Checklist - Presentation Layer
J.D. Meier , Alex Homer, David Hill, Jason Taylor , Prashant Bansode , Lonnie Wall, Rob Boucher Jr, Akshay Bogawat
Design Considerations
- UI technology choice is based on application requirements and constraints.
- Relevant presentation layer patterns such as Template View pattern are identified and used in the design.
- The application is designed to separate rendering components from components that manage presentation data and process.
- Organizational UI guidelines are well understood and addressed by the design.
- The design is based upon knowledge of how the user wants to interact with the system.
Caching
- Volatile data is not cached.
- Sensitive data is not cached unless absolutely necessary and encrypted.
- Data is cached is a ready to use format to reduce processing after the cached data is retrieved.
- Local caches are not used if your application is deployed in Web farm.
Composition
- Dynamic layouts are avoided, when possible.
- Abstraction patterns are used to avoid dependencies between components.
- Composite View pattern is used if you need to compose views from modular, atomic components.
- Template View pattern, through the use of Master Pages, is used to create consistent, reusable, dynamic web pages.
- Publish/Subscribe pattern is used for communication between dynamically loaded modules.
- Command pattern is used to support menu and command-driven interaction.
Exception Management
- Sensitive data or internal application details are not revealed to users through error messages or in exceptions that cross trust boundaries.
- User-friendly error messages are displayed in the event of an exception that impacts the user.
- Unhandled exceptions are captured.
- Exceptions are not used to control application logic.
- System exceptions and business errors are identified.
- Exceptions are logged to support troubleshooting when necessary.
Input
- Forms-based input is used for normal data collection.
- Document-based input is used for collecting input in Microsoft Office–style documents.
- Wizard-based input is used for complex data collection tasks or input that requires workflow.
- Device-dependant input, such as ink or speech, is considered in the design.
- Accessibility was considered in the design.
- Localization was considered in the design.
Layout
- Templates are used to provide a common look and feel.
- A common layout is used to maximize accessibility and ease of use.
- The layout considers device-dependent input, such as touch screens, ink, or speech.
- If you are designing a web application, Cascading Style Sheets (CSS) are used wherever possible for layout.
- Design patterns such as MVP are used to separate layout design from interface processing.
Navigation
- Navigation is separated from UI processing.
- Toolbars and menus are designed to help users find functionality provided by the UI.
- Wizards are used to implement navigation between firms in a predictable way.
- If navigation state is needed across sessions, the application is designed to persist navigation state.
- Command pattern is used to handle common actions from multiple sources.
Presentation Entities
- Presentation entities are used only if you need to manage unique data or data formats in the presentation layer.
- Presentation entities do not contain business logic.
- Custom classes are used to map data directly to business entities.
- Platform-provided classes, such as DataSets or Arrays, are used for data-bound controls.

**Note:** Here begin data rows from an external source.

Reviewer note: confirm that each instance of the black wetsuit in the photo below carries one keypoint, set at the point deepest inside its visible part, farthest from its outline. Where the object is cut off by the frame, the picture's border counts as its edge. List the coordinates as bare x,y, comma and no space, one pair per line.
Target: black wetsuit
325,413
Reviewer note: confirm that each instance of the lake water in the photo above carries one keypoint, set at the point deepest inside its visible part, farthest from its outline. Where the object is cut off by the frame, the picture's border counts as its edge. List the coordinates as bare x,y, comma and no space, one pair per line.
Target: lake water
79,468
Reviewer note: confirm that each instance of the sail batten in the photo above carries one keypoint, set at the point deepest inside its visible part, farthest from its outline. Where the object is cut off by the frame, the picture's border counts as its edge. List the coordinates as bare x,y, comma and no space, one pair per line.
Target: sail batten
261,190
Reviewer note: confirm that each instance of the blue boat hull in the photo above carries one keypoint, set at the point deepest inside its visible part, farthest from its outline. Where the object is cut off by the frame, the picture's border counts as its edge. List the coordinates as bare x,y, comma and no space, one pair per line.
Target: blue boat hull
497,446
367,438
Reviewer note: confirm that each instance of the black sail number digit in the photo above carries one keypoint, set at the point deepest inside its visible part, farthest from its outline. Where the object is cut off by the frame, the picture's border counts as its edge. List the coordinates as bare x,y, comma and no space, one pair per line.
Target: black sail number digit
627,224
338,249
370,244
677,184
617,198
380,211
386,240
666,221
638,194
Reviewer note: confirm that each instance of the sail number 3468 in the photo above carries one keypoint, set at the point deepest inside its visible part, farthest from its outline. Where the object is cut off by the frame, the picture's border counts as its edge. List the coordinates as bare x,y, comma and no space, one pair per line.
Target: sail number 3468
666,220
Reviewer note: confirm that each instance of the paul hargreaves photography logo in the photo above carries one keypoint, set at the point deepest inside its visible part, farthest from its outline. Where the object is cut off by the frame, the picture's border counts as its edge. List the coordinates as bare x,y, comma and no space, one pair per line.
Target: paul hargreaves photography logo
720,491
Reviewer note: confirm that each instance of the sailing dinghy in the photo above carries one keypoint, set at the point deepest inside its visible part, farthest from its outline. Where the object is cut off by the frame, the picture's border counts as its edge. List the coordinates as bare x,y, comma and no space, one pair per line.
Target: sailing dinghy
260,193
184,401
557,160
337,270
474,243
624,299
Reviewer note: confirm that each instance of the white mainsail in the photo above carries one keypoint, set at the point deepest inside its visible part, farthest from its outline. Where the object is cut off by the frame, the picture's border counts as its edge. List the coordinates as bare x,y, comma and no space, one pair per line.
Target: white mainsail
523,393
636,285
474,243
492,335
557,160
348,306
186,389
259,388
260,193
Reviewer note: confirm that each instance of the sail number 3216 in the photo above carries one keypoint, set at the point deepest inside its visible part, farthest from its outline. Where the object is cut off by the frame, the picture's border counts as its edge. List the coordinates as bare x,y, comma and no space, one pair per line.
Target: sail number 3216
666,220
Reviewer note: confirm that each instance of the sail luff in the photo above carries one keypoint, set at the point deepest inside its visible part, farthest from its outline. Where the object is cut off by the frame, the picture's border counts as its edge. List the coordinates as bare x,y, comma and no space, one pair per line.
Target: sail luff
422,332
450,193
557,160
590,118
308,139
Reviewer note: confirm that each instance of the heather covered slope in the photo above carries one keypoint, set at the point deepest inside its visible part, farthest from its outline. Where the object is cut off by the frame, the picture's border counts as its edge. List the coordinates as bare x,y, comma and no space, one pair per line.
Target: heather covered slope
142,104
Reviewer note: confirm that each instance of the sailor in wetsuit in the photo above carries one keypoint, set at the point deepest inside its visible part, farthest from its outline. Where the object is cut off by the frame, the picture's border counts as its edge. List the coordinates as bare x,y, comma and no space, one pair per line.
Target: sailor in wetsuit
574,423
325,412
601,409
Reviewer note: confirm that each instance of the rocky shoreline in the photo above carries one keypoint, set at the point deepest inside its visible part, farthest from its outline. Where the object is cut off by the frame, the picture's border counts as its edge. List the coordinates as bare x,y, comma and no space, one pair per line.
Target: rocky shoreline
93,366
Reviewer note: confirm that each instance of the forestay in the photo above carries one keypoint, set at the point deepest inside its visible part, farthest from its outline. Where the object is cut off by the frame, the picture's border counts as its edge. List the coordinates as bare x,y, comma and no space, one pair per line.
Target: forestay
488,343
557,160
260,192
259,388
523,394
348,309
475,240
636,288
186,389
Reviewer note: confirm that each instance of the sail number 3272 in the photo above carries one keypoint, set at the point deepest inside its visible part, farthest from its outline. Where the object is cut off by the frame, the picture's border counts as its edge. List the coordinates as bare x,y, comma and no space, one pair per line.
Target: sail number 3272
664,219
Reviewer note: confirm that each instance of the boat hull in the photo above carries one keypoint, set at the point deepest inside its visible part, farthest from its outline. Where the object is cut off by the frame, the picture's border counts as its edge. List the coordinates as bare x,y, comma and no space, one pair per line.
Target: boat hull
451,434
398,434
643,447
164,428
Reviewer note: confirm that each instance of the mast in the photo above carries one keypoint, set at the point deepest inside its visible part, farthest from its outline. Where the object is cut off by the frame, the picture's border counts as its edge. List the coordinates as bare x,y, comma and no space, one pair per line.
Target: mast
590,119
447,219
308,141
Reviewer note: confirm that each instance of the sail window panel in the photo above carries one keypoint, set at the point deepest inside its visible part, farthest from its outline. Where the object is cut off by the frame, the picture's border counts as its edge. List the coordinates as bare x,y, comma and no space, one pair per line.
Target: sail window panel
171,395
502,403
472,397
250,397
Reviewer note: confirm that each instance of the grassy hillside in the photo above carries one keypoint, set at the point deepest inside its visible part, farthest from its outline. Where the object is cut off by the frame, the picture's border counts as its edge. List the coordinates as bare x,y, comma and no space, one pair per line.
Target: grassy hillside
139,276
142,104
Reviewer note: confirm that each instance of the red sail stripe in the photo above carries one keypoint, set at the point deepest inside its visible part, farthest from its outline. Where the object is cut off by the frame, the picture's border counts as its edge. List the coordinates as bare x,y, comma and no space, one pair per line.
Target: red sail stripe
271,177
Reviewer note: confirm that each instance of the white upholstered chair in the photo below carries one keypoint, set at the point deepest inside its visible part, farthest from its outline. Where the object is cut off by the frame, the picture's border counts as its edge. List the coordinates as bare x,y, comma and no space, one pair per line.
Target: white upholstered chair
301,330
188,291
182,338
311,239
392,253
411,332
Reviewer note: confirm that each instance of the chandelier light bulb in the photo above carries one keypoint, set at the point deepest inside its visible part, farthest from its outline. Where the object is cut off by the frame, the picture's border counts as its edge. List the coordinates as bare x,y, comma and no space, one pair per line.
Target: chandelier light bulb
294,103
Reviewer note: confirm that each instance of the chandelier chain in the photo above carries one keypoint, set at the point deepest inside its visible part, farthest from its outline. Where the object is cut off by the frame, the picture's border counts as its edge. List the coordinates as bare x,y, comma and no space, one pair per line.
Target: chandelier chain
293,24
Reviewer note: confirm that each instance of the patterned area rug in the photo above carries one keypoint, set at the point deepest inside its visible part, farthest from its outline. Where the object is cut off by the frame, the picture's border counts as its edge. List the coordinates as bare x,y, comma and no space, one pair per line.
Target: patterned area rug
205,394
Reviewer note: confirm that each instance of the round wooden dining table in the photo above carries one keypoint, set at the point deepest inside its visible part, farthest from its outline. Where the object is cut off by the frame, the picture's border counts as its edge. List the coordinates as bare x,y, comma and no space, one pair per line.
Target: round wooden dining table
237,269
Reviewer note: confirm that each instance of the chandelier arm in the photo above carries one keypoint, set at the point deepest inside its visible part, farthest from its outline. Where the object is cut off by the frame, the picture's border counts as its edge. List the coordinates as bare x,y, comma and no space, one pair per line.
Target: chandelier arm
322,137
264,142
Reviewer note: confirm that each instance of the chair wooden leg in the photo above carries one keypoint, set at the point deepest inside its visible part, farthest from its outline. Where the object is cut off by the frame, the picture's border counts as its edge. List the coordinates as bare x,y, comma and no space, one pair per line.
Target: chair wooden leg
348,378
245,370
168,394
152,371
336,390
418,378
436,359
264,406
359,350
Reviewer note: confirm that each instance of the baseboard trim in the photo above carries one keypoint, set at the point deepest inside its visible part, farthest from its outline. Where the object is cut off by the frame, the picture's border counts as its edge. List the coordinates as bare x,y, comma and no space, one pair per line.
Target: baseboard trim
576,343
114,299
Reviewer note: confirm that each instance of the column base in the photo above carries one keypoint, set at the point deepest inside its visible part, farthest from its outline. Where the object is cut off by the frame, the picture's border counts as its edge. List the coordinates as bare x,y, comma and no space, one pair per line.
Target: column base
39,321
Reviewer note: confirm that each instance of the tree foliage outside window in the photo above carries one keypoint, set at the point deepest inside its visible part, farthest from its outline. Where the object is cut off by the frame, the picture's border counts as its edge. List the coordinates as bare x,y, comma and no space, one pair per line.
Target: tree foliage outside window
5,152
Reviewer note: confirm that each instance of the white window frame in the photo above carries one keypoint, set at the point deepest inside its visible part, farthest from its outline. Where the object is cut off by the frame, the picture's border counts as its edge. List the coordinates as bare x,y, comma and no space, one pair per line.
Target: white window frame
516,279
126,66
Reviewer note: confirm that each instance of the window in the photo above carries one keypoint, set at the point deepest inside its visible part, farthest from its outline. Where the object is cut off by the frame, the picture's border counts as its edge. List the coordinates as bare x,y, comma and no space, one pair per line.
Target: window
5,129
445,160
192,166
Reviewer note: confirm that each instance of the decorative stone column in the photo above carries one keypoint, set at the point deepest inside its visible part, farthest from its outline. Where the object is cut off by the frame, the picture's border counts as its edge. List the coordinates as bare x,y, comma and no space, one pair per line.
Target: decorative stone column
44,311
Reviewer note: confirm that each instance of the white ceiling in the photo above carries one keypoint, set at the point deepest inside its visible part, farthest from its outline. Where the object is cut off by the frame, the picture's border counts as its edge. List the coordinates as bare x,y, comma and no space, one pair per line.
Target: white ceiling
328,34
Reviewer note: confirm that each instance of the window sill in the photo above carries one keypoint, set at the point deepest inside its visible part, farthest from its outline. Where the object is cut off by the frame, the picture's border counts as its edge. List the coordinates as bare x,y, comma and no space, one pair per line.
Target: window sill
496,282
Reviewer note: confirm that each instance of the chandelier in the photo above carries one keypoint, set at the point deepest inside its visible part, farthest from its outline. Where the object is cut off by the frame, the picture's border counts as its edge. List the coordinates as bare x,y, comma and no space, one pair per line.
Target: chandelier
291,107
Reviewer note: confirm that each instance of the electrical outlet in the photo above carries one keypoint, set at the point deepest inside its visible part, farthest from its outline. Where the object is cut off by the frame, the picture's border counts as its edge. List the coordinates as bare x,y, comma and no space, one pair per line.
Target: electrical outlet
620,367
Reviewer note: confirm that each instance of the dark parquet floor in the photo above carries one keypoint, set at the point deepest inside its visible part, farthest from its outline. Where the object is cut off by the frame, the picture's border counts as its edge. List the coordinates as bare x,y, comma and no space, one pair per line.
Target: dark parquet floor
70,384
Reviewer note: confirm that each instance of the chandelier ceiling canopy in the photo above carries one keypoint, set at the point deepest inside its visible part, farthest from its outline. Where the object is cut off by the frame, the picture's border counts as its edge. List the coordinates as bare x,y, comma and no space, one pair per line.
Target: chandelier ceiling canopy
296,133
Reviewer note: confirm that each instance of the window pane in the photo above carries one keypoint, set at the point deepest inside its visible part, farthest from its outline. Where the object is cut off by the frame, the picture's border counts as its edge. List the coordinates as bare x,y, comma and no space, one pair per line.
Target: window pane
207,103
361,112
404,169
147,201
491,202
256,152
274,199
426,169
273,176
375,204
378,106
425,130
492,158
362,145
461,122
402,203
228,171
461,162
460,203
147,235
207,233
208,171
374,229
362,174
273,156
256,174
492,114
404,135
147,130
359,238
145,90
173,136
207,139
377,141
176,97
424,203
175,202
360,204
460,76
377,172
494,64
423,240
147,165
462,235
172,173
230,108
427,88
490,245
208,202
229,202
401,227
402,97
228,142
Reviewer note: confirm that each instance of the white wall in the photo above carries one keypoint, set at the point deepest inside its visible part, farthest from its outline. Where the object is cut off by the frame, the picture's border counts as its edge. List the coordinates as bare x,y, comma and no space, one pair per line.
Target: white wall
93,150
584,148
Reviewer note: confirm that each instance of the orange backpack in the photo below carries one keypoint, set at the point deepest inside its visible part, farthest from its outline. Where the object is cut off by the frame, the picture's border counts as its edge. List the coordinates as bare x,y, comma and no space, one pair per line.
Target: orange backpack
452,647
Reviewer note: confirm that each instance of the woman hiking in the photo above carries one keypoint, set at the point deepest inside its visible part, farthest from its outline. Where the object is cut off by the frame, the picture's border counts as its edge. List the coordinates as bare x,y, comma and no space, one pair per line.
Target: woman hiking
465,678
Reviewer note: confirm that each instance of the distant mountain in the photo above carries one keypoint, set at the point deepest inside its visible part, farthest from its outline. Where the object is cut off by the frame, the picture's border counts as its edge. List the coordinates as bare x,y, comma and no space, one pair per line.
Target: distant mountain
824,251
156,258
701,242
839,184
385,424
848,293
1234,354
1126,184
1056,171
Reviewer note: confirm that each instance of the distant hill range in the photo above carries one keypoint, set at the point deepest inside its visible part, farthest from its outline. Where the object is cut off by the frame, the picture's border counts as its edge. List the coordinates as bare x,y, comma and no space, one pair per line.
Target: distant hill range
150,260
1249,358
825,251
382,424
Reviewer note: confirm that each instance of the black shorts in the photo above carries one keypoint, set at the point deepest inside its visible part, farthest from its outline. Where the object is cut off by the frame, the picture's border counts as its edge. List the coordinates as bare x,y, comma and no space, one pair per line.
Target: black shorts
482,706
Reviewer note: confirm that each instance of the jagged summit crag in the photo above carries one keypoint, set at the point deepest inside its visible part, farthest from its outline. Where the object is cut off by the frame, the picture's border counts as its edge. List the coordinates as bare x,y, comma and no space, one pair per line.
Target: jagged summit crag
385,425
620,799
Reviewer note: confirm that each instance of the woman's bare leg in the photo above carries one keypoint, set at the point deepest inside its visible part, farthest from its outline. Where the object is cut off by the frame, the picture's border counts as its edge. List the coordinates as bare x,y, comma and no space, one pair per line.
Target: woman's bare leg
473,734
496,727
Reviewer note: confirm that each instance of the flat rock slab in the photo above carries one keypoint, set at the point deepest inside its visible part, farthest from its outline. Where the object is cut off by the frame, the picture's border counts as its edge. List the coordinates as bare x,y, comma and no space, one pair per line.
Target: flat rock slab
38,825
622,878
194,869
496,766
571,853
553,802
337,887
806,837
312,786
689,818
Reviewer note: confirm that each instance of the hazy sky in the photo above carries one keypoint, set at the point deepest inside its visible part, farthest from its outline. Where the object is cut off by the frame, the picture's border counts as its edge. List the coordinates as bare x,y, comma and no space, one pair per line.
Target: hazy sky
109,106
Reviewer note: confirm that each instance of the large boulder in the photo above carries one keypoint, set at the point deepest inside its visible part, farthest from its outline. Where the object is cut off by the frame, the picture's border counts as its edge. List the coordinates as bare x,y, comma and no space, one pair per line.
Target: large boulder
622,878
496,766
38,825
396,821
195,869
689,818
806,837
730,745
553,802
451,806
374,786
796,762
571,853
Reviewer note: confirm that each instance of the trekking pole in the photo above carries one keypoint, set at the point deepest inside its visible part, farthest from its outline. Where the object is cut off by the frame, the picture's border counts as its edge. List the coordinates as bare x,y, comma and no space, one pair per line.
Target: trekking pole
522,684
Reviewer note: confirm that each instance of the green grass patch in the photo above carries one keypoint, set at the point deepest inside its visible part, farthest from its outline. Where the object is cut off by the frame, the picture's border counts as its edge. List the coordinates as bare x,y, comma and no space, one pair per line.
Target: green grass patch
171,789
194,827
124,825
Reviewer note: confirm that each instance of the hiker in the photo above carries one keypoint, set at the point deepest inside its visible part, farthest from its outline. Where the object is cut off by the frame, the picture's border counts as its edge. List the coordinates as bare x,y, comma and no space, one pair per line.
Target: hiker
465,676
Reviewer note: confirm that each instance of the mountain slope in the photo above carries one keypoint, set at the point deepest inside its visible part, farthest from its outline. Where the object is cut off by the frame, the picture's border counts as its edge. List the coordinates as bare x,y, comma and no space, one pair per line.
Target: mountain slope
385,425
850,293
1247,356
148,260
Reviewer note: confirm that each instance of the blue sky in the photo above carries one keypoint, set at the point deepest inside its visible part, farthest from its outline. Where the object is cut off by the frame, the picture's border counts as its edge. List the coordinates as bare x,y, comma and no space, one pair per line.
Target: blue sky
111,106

- Presentation entities contain input validation logic for the presentation layer.
Request Processing
- Requests do not block the UI.
- Long running requests are identified in the design and optimized for UI responsiveness.
- UI request processing are unique components and are not mixed with components that render the UI or components that instantiate business rules.
- Passive View pattern is used to design interfaces that do not manage a lot of data.
- Supervising Controller pattern is used for interfaces that manage large amounts of data.
User Experience
- UI responsiveness is considered in the design. For instance, rich clients don’t block UI threads and Rich Internet Applications avoid synchronous processing.
- AJAX is used if you are building a web application and user responsiveness is important.
- The design has identified key user scenarios and has made them as simple to accomplish as possible.
- The design supports personalization, localization, and accessibility.
- The design empowers users, allowing them to control how they interact with the application and how it displays data.
UI Components
- Platform provided controls are used except for where it is absolutely necessary to use a custom or third party control for specialized display or input tasks.
- Platform provided data-binding is used where possible.
- Custom controls are created extending existing controls.
- State is stored in platform provided state management features, such as ViewState, for ASP.NET applications.
- Presentation Model pattern is used to manage UI state in WPF or Silverlight applications.
UI Processing Components
- UI process components are created only when necessary.
- If the UI requires complex processing, UI processing has been decoupled from rendering and display into unique UI processing components.
- If the UI requires complex workflow support, the design includes unique workflow components that use a workflow system such as Windows Workflow.
- UI processing has been divided into model, view and controller or presenter by using the MVC or MVP pattern.
- UI processing components do not include business rules.
Validation
- The application constrains, rejects and sanitizes all input that comes from the client.
- Server-side validation is used to validate input for security purposes.
- Client-side validation is used to validate input for user experience purposes, for instance to give the user error messages after receiving poor input.
- Built-in validation controls are used when possible.
- AJAX is used in Web applications to provide real-time validation.
- Validation routines are centralized, where possible, to improve maintainability and reuse.